Glossary of Metadata Terms
Metadata is data that describes a book’s content and format and provides the information needed to buy and sell books. Here’s a handy glossary with some important terms and organizations so you too can speak fluent Metadata! These terms are selected from the glossary of The Metadata Handbook.
Barcode - an optical machine readable representation of data. The Bookland EAN is the most widely used international barcode format for publishing and encodes the ISBN and price. The Bookland EAN barcode is required for print books by many book retailers and wholesalers and is used for automated tracking of sales information and inventory control.
BISAC Subject Headings - the North American standard for categorizing books based on topical content or genre. They help determine where physical books are shelved and are very important for online bookselling in metadata organization and search. Bookseller databases use them to create lists of titles by subject and in algorithms that suggest similar titles to readers.
Book Industry Study Group (BISG) - an American, not-for-profit membership organization that supports the book publishing industry through the development of standards, best practices, research, and events. BookNet Canada performs a similar role in that country. BISG and BookNet Canada also administer Metadata Certification programs. These programs evaluate the quality of a publisher's or vendor's metadata files based on structure, content, and adherence to best practices. Compliance to industry standards is evaluated and ranked by expert advisers and results in the awarding of levels of certification that may be shared with trading partners to indicate proficiency in metadata creation and adherence to standards.
Classification - is categorization and organization based on shared qualities or characteristics. In book metadata, this involves categorizing books using defined codes or subject lists (controlled vocabularies) to describe a book's content.
Controlled Vocabulary - a selected list of words and phrases used to reduce ambiguity and ensure consistency in description. BISAC Subject Headings, ONIX Code Lists, and Thema are examples of controlled vocabularies. Thema provides global standards for subject heading codes and was released in April 2013. Controlled vocabularies also provide consistency in interpretation of metadata transmitted and processed electronically. Words and phrases may also be represented by codes that further reduce error in machine interpretation. For example, the BISAC Subject Headings are also represented by codes, such as BUS090010, which has a literal translation of BUSINESS and ECONOMICS/E-Commerce/Internet Marketing. The ONIX Contributor Code A01 indicates that the contributor name provided is the author of the book. Other codes indicate, editor, illustrator, and other contributor roles. Controlled vocabularies make it more likely that someone seeking information would retrieve a relevant set of items in a search.

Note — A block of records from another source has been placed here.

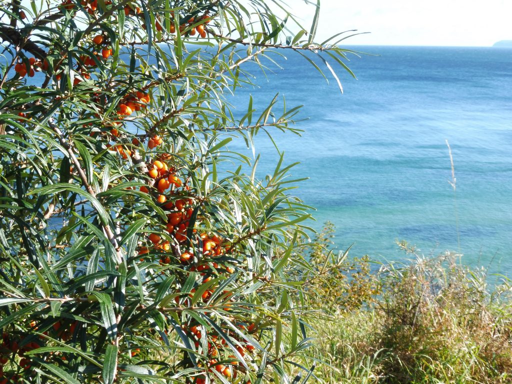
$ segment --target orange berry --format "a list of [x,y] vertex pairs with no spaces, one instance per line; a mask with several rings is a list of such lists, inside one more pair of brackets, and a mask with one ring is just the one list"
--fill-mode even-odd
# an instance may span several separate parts
[[176,200],[174,202],[174,205],[176,206],[176,209],[178,210],[181,210],[183,209],[183,204],[185,203],[185,201],[182,199],[180,199],[179,200]]
[[[150,177],[152,179],[156,179],[158,177],[158,170],[156,168],[152,168],[148,171],[147,174],[150,175]],[[160,181],[161,181],[162,180],[160,180]],[[158,184],[159,185],[160,183]]]
[[176,186],[179,187],[181,185],[181,180],[176,175],[170,175],[167,178],[169,182],[174,184]]
[[120,104],[118,113],[120,115],[131,115],[133,111],[126,104]]
[[224,375],[226,377],[231,377],[231,369],[229,367],[225,367],[222,370],[222,374]]
[[151,233],[149,236],[150,241],[154,244],[158,244],[160,242],[160,237],[156,233]]
[[132,357],[133,357],[140,352],[140,348],[135,348],[132,350]]
[[181,214],[174,212],[169,215],[169,222],[173,225],[177,225],[181,222]]
[[192,257],[192,255],[189,253],[188,252],[185,252],[181,254],[180,257],[180,260],[182,262],[187,262],[190,260]]
[[[156,170],[156,169],[155,169]],[[158,171],[157,171],[157,172]],[[161,192],[163,192],[167,188],[169,187],[170,185],[170,183],[166,180],[165,179],[160,179],[158,182],[158,190]]]
[[101,35],[95,36],[93,39],[93,41],[94,42],[95,44],[101,44],[103,42],[103,36]]
[[128,101],[126,103],[126,106],[132,110],[132,112],[133,112],[137,110],[137,104],[135,104],[135,103],[133,101]]
[[112,54],[112,50],[110,48],[103,48],[101,50],[101,56],[104,59],[108,59]]

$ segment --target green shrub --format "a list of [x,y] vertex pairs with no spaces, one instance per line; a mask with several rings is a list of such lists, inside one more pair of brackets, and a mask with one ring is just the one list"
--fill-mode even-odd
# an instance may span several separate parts
[[[485,270],[461,265],[456,254],[426,258],[408,250],[413,260],[366,275],[378,281],[369,305],[333,311],[325,298],[309,296],[331,314],[317,317],[318,357],[331,367],[319,366],[317,375],[330,383],[512,382],[507,281],[488,286]],[[328,287],[340,296],[358,295],[347,281]]]
[[0,4],[0,383],[307,376],[309,207],[282,156],[260,180],[228,147],[298,109],[225,95],[278,51],[344,71],[318,7],[306,29],[279,1]]

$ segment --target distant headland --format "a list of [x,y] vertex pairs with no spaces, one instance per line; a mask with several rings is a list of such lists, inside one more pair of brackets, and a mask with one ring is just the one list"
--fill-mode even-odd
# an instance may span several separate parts
[[493,47],[506,47],[512,48],[512,40],[501,40],[494,43]]

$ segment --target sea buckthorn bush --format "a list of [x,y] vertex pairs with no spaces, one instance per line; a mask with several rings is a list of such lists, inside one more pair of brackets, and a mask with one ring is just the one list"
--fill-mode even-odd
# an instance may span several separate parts
[[260,180],[228,150],[298,109],[225,95],[276,51],[346,69],[318,7],[305,29],[261,0],[1,6],[0,384],[311,377],[308,207],[282,156]]

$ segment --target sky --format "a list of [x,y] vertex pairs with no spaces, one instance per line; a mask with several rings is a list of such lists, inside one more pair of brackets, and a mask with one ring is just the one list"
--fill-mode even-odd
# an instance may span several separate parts
[[[314,7],[292,2],[294,14],[310,23]],[[319,17],[319,41],[349,29],[370,33],[347,45],[488,47],[512,40],[512,0],[321,0]]]

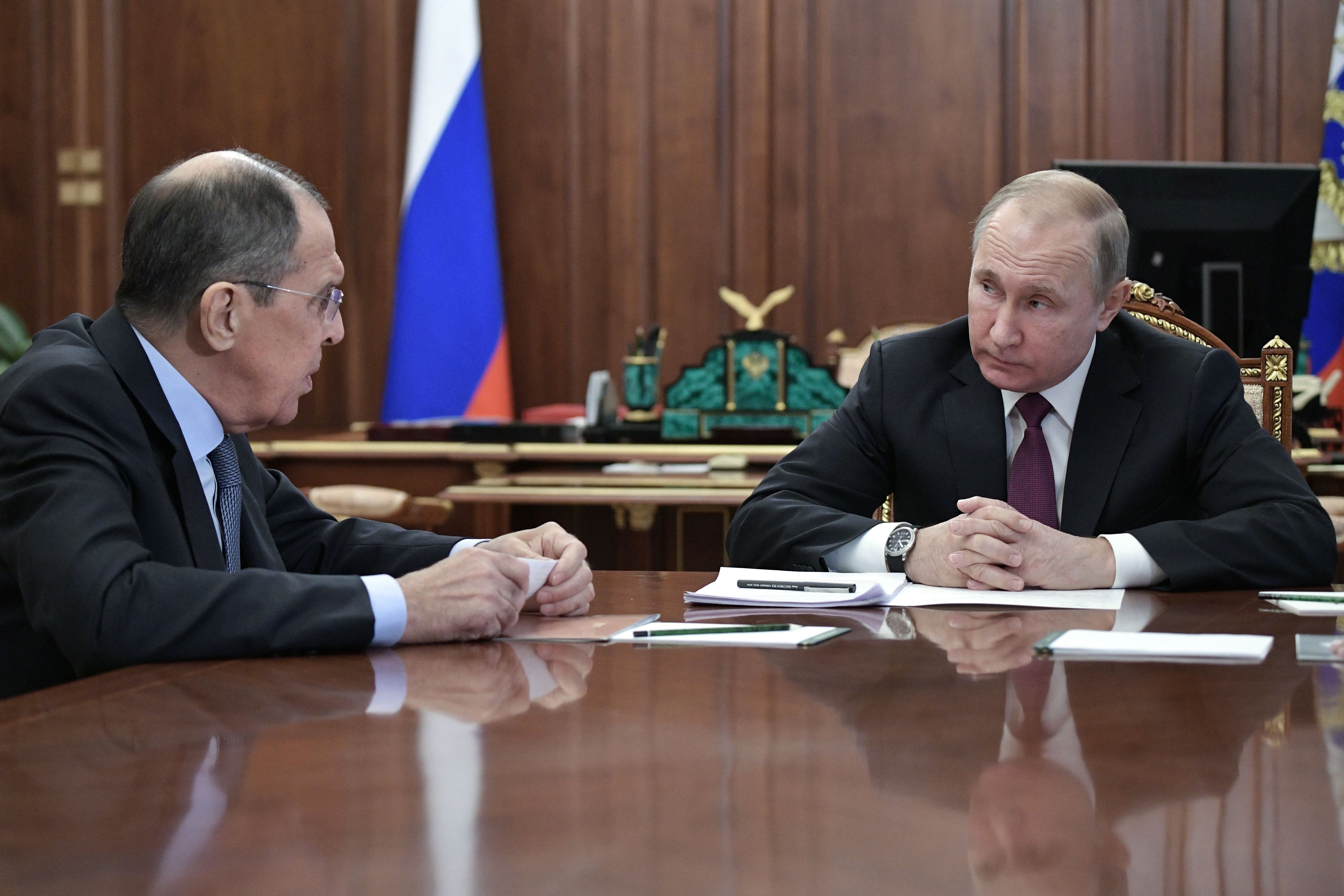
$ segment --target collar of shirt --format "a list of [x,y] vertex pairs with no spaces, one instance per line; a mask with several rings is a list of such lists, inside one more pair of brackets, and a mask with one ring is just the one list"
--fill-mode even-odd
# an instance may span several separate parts
[[[1087,355],[1083,357],[1082,364],[1066,376],[1062,383],[1051,386],[1040,394],[1055,408],[1055,414],[1064,422],[1070,433],[1074,429],[1074,420],[1078,418],[1078,402],[1082,400],[1083,384],[1087,382],[1087,371],[1091,369],[1091,356],[1095,352],[1097,337],[1093,336],[1093,344],[1087,348]],[[1008,416],[1017,406],[1017,399],[1025,395],[1025,392],[999,391],[1004,398],[1004,416]]]
[[224,439],[224,424],[219,422],[219,415],[215,414],[215,408],[210,407],[210,402],[196,391],[195,386],[187,382],[185,376],[177,372],[177,368],[157,348],[149,344],[149,340],[140,334],[140,330],[136,330],[136,339],[140,340],[145,355],[149,356],[149,365],[155,368],[155,376],[159,377],[164,398],[168,399],[168,407],[177,418],[177,426],[181,427],[181,437],[187,439],[191,459],[200,461]]

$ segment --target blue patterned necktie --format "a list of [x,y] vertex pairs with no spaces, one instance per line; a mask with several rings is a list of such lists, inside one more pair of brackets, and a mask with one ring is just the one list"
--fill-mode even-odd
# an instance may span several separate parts
[[238,572],[242,568],[238,532],[243,504],[243,477],[238,472],[238,451],[234,450],[234,441],[226,435],[224,441],[216,445],[207,457],[210,466],[215,467],[215,505],[219,508],[219,535],[224,543],[224,570]]

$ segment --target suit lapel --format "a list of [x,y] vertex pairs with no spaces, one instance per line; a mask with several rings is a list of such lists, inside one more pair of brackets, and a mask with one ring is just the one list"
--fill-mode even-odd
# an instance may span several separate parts
[[968,351],[952,368],[964,386],[942,396],[943,424],[957,497],[1008,497],[1008,435],[1003,392],[980,373]]
[[247,437],[235,435],[233,439],[243,474],[243,512],[241,521],[243,567],[284,571],[285,560],[280,556],[280,548],[276,547],[276,540],[270,535],[270,525],[266,523],[266,509],[262,504],[265,488],[253,476],[262,466],[253,455],[251,443],[247,442]]
[[130,322],[121,313],[121,309],[113,306],[93,322],[90,333],[98,351],[121,377],[126,391],[134,396],[173,447],[172,470],[181,502],[183,528],[187,532],[196,566],[202,570],[223,570],[224,555],[219,549],[214,516],[206,504],[206,493],[200,488],[196,465],[187,450],[187,441],[181,435],[181,427],[177,426],[177,418],[173,416],[168,399],[159,386],[155,368],[151,367],[145,349],[136,339],[136,332],[130,328]]
[[1106,506],[1111,482],[1142,408],[1126,394],[1141,383],[1121,348],[1120,337],[1110,330],[1098,333],[1097,353],[1074,419],[1068,472],[1064,474],[1064,513],[1059,528],[1070,535],[1097,535],[1097,520]]

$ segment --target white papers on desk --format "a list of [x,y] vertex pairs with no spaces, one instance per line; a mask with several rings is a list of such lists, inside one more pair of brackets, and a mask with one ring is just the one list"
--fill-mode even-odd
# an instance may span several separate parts
[[[818,594],[806,591],[769,591],[739,588],[738,580],[825,582],[853,584],[852,594]],[[723,567],[719,578],[699,591],[687,591],[687,603],[719,603],[743,607],[937,607],[943,604],[980,604],[991,607],[1030,607],[1056,610],[1118,610],[1122,588],[1089,591],[972,591],[915,584],[900,572],[785,572]]]
[[1257,665],[1265,661],[1273,646],[1274,638],[1263,634],[1070,629],[1042,638],[1036,643],[1036,653],[1055,660]]
[[691,646],[691,647],[801,647],[808,642],[824,643],[849,629],[832,626],[793,626],[788,631],[724,631],[722,634],[661,635],[657,638],[637,638],[636,631],[657,631],[659,629],[722,629],[722,625],[704,622],[650,622],[630,631],[622,631],[612,638],[612,643],[637,643],[640,646]]
[[[825,582],[852,584],[852,592],[774,591],[739,588],[738,582]],[[699,591],[687,591],[687,603],[722,603],[741,607],[863,607],[880,604],[900,591],[906,576],[900,572],[785,572],[782,570],[747,570],[723,567],[719,578]]]
[[992,607],[1030,607],[1035,610],[1120,610],[1124,598],[1124,588],[972,591],[970,588],[939,588],[911,582],[884,606],[937,607],[949,603],[978,603]]

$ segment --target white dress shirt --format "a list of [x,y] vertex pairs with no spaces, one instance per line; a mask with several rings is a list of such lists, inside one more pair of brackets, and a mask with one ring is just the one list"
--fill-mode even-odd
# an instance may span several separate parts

Electronic Data Interchange (EDI) - a broad term for the online exchange of structured data relating to commerce. EDI standards, such as EDIFACT and EDItX, were developed to carry information regarding commercial transactions but not to carry product metadata with the fullness and form suitable for public display that can be carried in ONIX. EDIFACT or EDitX are used when the information supplied is for business-to-business transactions only and will not be displayed to the public as descriptive information about a book.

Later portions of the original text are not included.